As many of us become homeworkers either full- or part-time, we traverse the boundaries between our academic and personal identities. Domestic spaces and responsibilities invade the professional, potentially weakening the grip of the institution on our academic identity formations. Agency may come to the fore and with this, the opportunity for us to shape our academic identities in new and creative ways.
Anxieties of “unbecoming”
This freeing of our imaginations may be simultaneously exciting and anxiety-provoking for, with an “unbecoming”, comes the fear of being deemed “unprofessional” by our peers, by those inhabiting traditional academic identities. The shame we might feel if we’re judged in this way may prevent us from taking risks.
Yet we have faith that there will always be innovative educators and researchers, many of whom will dare authentic learning or hyperlocal engagement approaches. Such academics will act as “lone warriors” defying the jealousies and shaming of the dominant group and / or the strength of institutional or disciplinary cultures, seizing their agency to imagine their academic identities anew.
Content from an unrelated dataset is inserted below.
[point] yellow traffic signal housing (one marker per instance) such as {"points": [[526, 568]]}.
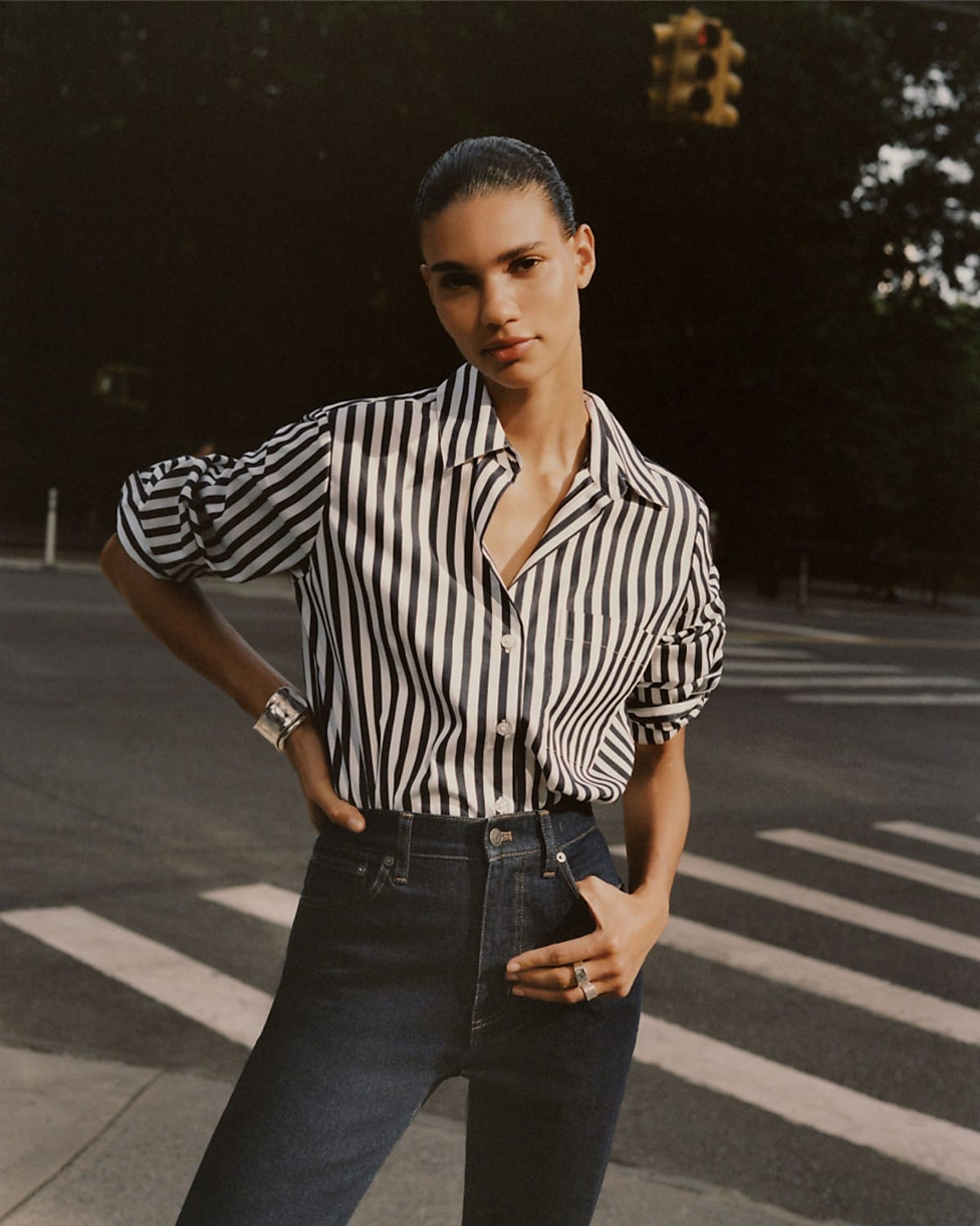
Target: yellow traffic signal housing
{"points": [[691, 71]]}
The danger is that these “lone warriors” will forever remain such, constructed as “unprofessional”, “maverick” or “vocational”, low in status and integrity, unless those in leadership positions act to shift cultures. Leadership positions could be those at the very top but also, those responsible for recruitment, training and development. So “middle managers” in human resources, professional services and support departments, alongside heads of academic departments, schools or faculties.
In a sense we’re calling for a reimagining of public scholarship, an embrace of the civic over the economic. That part is easy. At least, we’d like to think so. The real challenge is to understand how new academic identities that emerge can be inculcated and supported, how we might shift expectations of academic careers so that people with appropriate capabilities can join the profession and make a difference. Necessity may well be the mother of innovation, but it probably takes a village to help it grow and flourish.